しかし、100年前に『こころ』は書かれたのか。僕には到底書けない作品だ。もう一度読み返してそう思った。だから、同じ土俵では戦わない。SFか短編小説しかないと改めて思った。それでも破たんするんだよな…。文才の無さに途方にくれる僕だった。


・先生の作家復帰

先生は急にやる気を出して精力的に作品を書き始めた。それは贅肉の無い100ページ余りの物だった。先生は出版社に作品を出すと言っている。きっと、この作品は文壇に新たな息を吹き込むだろう。僕もいつかは…。

「何であの作品を書いたんですか?」
先生はしばらく考えてから言った。
「僕はこれまで子供を題材にした物は書いていなかった。しかし、夏目さんの告白で、子供の心を書いてみる事にした。心の動きを詳細に描いてさ」
先生の目は遠くを見ていた。その澄んだ目には何が映っているんだろう。投影して見たいと思った。

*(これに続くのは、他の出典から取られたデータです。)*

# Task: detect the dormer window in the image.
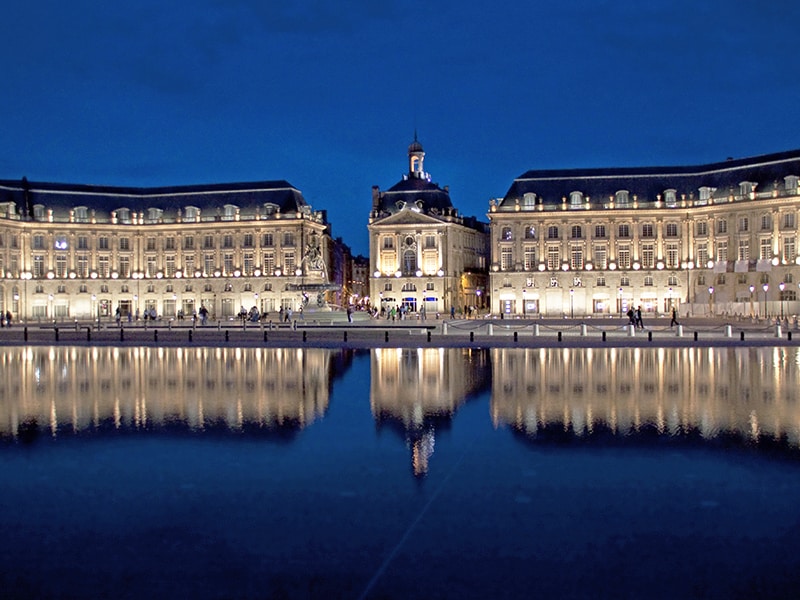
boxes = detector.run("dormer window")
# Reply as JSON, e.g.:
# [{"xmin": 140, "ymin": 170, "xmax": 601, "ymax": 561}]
[
  {"xmin": 72, "ymin": 206, "xmax": 89, "ymax": 223},
  {"xmin": 117, "ymin": 208, "xmax": 131, "ymax": 225},
  {"xmin": 222, "ymin": 204, "xmax": 239, "ymax": 221},
  {"xmin": 183, "ymin": 206, "xmax": 200, "ymax": 223},
  {"xmin": 147, "ymin": 208, "xmax": 164, "ymax": 223}
]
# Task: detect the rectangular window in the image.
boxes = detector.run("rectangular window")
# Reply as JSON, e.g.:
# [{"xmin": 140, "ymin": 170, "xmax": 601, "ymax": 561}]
[
  {"xmin": 97, "ymin": 254, "xmax": 111, "ymax": 277},
  {"xmin": 283, "ymin": 252, "xmax": 295, "ymax": 275},
  {"xmin": 695, "ymin": 243, "xmax": 708, "ymax": 269},
  {"xmin": 523, "ymin": 246, "xmax": 536, "ymax": 271},
  {"xmin": 717, "ymin": 241, "xmax": 728, "ymax": 262},
  {"xmin": 736, "ymin": 240, "xmax": 750, "ymax": 260},
  {"xmin": 642, "ymin": 244, "xmax": 656, "ymax": 269},
  {"xmin": 783, "ymin": 236, "xmax": 797, "ymax": 264},
  {"xmin": 500, "ymin": 248, "xmax": 514, "ymax": 271},
  {"xmin": 164, "ymin": 254, "xmax": 177, "ymax": 277},
  {"xmin": 594, "ymin": 246, "xmax": 608, "ymax": 269},
  {"xmin": 758, "ymin": 238, "xmax": 772, "ymax": 260},
  {"xmin": 547, "ymin": 246, "xmax": 561, "ymax": 271},
  {"xmin": 569, "ymin": 245, "xmax": 583, "ymax": 271},
  {"xmin": 666, "ymin": 244, "xmax": 679, "ymax": 269},
  {"xmin": 617, "ymin": 246, "xmax": 631, "ymax": 269}
]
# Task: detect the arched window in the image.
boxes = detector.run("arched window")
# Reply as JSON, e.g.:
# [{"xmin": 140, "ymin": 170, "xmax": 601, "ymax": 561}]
[{"xmin": 403, "ymin": 250, "xmax": 417, "ymax": 274}]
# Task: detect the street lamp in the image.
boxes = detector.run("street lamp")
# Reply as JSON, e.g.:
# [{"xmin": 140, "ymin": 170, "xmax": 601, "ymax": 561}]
[{"xmin": 569, "ymin": 289, "xmax": 575, "ymax": 319}]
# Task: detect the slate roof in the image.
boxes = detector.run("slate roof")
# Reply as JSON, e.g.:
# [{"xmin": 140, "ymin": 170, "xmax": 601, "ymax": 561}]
[
  {"xmin": 498, "ymin": 150, "xmax": 800, "ymax": 209},
  {"xmin": 0, "ymin": 179, "xmax": 308, "ymax": 223}
]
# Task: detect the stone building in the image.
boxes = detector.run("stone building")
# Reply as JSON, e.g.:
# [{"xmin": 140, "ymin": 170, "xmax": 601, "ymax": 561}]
[
  {"xmin": 488, "ymin": 150, "xmax": 800, "ymax": 317},
  {"xmin": 368, "ymin": 136, "xmax": 490, "ymax": 316},
  {"xmin": 0, "ymin": 179, "xmax": 335, "ymax": 320}
]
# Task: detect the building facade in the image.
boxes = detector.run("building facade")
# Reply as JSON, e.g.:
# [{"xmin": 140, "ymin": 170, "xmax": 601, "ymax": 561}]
[
  {"xmin": 368, "ymin": 136, "xmax": 490, "ymax": 316},
  {"xmin": 0, "ymin": 179, "xmax": 335, "ymax": 321},
  {"xmin": 488, "ymin": 151, "xmax": 800, "ymax": 317}
]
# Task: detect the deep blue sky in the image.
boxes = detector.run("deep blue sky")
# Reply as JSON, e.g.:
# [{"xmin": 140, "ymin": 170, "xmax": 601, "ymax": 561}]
[{"xmin": 0, "ymin": 0, "xmax": 800, "ymax": 254}]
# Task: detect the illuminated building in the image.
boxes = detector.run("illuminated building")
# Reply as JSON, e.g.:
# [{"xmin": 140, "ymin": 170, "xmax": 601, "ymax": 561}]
[
  {"xmin": 489, "ymin": 151, "xmax": 800, "ymax": 317},
  {"xmin": 0, "ymin": 179, "xmax": 335, "ymax": 319},
  {"xmin": 368, "ymin": 136, "xmax": 489, "ymax": 317}
]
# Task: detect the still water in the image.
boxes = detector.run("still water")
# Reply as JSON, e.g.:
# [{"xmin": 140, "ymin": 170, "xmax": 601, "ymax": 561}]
[{"xmin": 0, "ymin": 347, "xmax": 800, "ymax": 598}]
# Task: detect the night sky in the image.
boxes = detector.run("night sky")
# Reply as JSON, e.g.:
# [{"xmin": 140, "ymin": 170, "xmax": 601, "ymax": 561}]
[{"xmin": 0, "ymin": 0, "xmax": 800, "ymax": 254}]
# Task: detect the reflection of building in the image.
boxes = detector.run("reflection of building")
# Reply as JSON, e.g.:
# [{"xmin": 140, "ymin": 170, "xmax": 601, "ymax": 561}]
[
  {"xmin": 368, "ymin": 136, "xmax": 489, "ymax": 315},
  {"xmin": 0, "ymin": 179, "xmax": 333, "ymax": 319},
  {"xmin": 370, "ymin": 348, "xmax": 489, "ymax": 477},
  {"xmin": 0, "ymin": 347, "xmax": 336, "ymax": 436},
  {"xmin": 489, "ymin": 151, "xmax": 800, "ymax": 316},
  {"xmin": 491, "ymin": 347, "xmax": 800, "ymax": 446}
]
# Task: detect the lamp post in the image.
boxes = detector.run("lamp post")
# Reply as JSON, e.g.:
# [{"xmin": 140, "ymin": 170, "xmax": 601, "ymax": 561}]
[
  {"xmin": 681, "ymin": 260, "xmax": 694, "ymax": 316},
  {"xmin": 708, "ymin": 285, "xmax": 714, "ymax": 317},
  {"xmin": 569, "ymin": 288, "xmax": 575, "ymax": 319}
]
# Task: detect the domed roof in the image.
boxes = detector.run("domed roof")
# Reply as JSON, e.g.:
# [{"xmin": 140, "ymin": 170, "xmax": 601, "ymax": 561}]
[{"xmin": 408, "ymin": 136, "xmax": 424, "ymax": 154}]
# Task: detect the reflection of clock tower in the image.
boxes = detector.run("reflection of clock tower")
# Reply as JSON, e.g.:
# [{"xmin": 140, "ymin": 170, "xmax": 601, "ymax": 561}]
[{"xmin": 368, "ymin": 134, "xmax": 489, "ymax": 319}]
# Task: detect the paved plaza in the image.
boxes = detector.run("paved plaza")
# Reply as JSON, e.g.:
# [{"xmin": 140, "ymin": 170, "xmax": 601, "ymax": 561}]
[{"xmin": 0, "ymin": 317, "xmax": 800, "ymax": 348}]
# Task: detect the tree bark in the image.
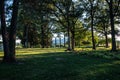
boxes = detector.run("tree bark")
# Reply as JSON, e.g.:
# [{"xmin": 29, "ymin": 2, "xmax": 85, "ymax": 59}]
[
  {"xmin": 90, "ymin": 3, "xmax": 96, "ymax": 50},
  {"xmin": 0, "ymin": 0, "xmax": 9, "ymax": 62},
  {"xmin": 109, "ymin": 0, "xmax": 116, "ymax": 51},
  {"xmin": 72, "ymin": 30, "xmax": 75, "ymax": 51}
]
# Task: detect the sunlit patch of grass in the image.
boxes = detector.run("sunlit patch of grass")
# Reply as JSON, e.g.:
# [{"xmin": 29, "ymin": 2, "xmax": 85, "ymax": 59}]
[{"xmin": 0, "ymin": 48, "xmax": 120, "ymax": 80}]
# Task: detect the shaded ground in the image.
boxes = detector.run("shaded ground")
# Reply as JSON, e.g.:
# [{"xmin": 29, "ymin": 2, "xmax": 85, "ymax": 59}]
[{"xmin": 0, "ymin": 48, "xmax": 120, "ymax": 80}]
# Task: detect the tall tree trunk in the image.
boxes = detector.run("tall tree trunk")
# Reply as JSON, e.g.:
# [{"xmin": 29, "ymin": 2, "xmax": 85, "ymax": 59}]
[
  {"xmin": 0, "ymin": 0, "xmax": 9, "ymax": 62},
  {"xmin": 9, "ymin": 0, "xmax": 19, "ymax": 62},
  {"xmin": 91, "ymin": 8, "xmax": 96, "ymax": 50},
  {"xmin": 71, "ymin": 31, "xmax": 75, "ymax": 51},
  {"xmin": 41, "ymin": 25, "xmax": 45, "ymax": 48},
  {"xmin": 55, "ymin": 37, "xmax": 57, "ymax": 47},
  {"xmin": 109, "ymin": 0, "xmax": 116, "ymax": 51},
  {"xmin": 59, "ymin": 37, "xmax": 61, "ymax": 48},
  {"xmin": 64, "ymin": 32, "xmax": 66, "ymax": 47},
  {"xmin": 103, "ymin": 25, "xmax": 109, "ymax": 48},
  {"xmin": 67, "ymin": 14, "xmax": 71, "ymax": 51}
]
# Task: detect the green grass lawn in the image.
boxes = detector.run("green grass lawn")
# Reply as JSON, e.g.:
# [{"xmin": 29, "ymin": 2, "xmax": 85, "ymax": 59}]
[{"xmin": 0, "ymin": 48, "xmax": 120, "ymax": 80}]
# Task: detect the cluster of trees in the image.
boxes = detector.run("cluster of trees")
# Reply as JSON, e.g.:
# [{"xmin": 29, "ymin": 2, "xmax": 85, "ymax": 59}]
[{"xmin": 0, "ymin": 0, "xmax": 120, "ymax": 62}]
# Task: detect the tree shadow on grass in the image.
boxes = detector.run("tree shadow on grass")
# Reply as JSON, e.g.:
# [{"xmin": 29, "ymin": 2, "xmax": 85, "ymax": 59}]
[{"xmin": 0, "ymin": 52, "xmax": 120, "ymax": 80}]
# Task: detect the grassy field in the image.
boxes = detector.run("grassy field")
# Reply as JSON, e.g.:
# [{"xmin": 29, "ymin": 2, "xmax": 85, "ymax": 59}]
[{"xmin": 0, "ymin": 48, "xmax": 120, "ymax": 80}]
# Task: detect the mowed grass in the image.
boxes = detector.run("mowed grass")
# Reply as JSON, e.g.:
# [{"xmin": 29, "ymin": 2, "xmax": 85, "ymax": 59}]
[{"xmin": 0, "ymin": 48, "xmax": 120, "ymax": 80}]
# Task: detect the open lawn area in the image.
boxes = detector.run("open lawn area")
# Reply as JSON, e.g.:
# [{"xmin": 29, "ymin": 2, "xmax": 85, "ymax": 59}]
[{"xmin": 0, "ymin": 48, "xmax": 120, "ymax": 80}]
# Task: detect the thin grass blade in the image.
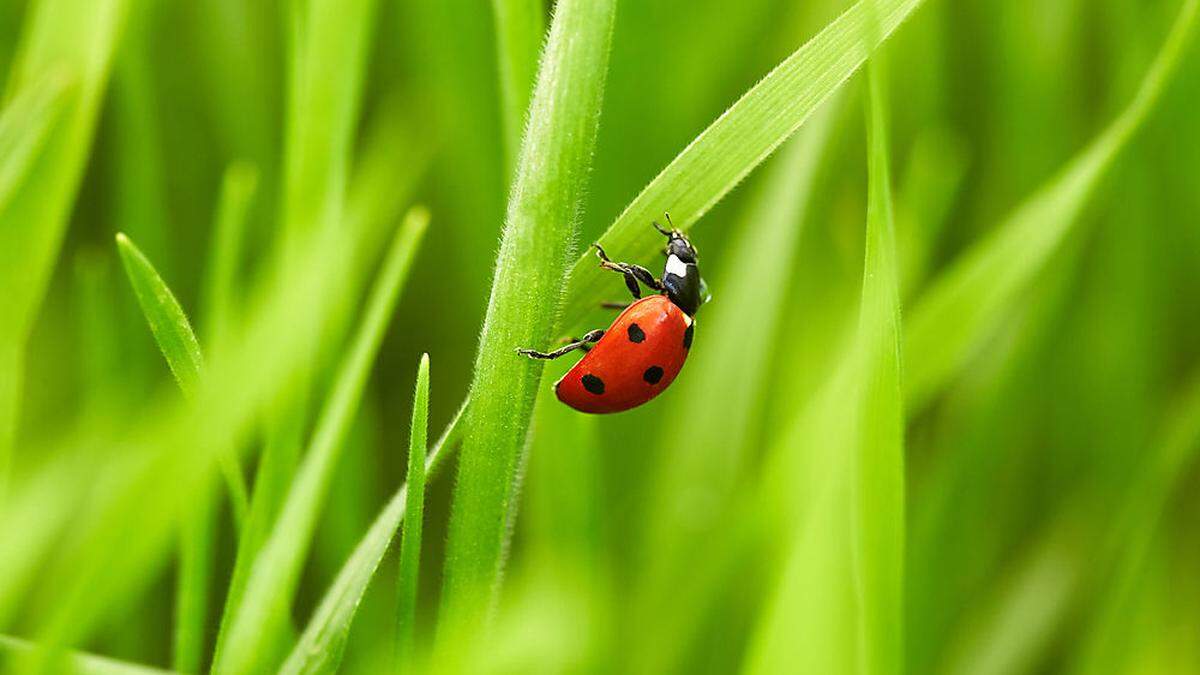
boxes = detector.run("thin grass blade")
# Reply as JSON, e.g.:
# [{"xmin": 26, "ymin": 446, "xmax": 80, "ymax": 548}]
[
  {"xmin": 439, "ymin": 0, "xmax": 614, "ymax": 647},
  {"xmin": 492, "ymin": 0, "xmax": 546, "ymax": 174},
  {"xmin": 748, "ymin": 52, "xmax": 904, "ymax": 673},
  {"xmin": 562, "ymin": 0, "xmax": 922, "ymax": 329},
  {"xmin": 203, "ymin": 162, "xmax": 258, "ymax": 346},
  {"xmin": 116, "ymin": 233, "xmax": 203, "ymax": 398},
  {"xmin": 0, "ymin": 0, "xmax": 126, "ymax": 485},
  {"xmin": 281, "ymin": 354, "xmax": 430, "ymax": 673},
  {"xmin": 396, "ymin": 354, "xmax": 430, "ymax": 670},
  {"xmin": 214, "ymin": 209, "xmax": 428, "ymax": 674}
]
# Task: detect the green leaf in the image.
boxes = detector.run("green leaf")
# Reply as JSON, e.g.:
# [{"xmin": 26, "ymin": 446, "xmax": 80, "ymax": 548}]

夏目夕子さんが訪ねて来た。先生の新しい作品を持って。
彼女の目はもう恋する乙女だった。
この前は、心が弱い、と言って冷めたと言っていたのに。
この作品で改めて、惚れ直したようだ。

「先生!素晴らしいです!次の作品も期待してます」
そこで少し間を置いてから彼女は意を決して言った。
「先生!先生の子供が欲しいんです。私を嫁にして下さい!」
見事な攻めだった。それに対しての先生の答えは、
「そ、そんなー。私の方こそよろしくお願いします」


先生は作家復帰と嫁の獲得の両方を得た。幸せそうな顔を見てると、少々心配になった。もう、お宝探しから足を洗わないかと。
「何言ってるのさ。私からあれを取ったら気の抜けたビールになっちゃうだろう」
僕の稀有だった。

また新しい古地図を見つけて、先生と一緒にお宝探しの旅に出よう。そう思い、また僕は古本屋を漁っている。僕の旅はまだ終わっていない。僕がまだ終わりだとは思わないから。そして、いつか先生の子供とお宝探しが出来る日を夢みて。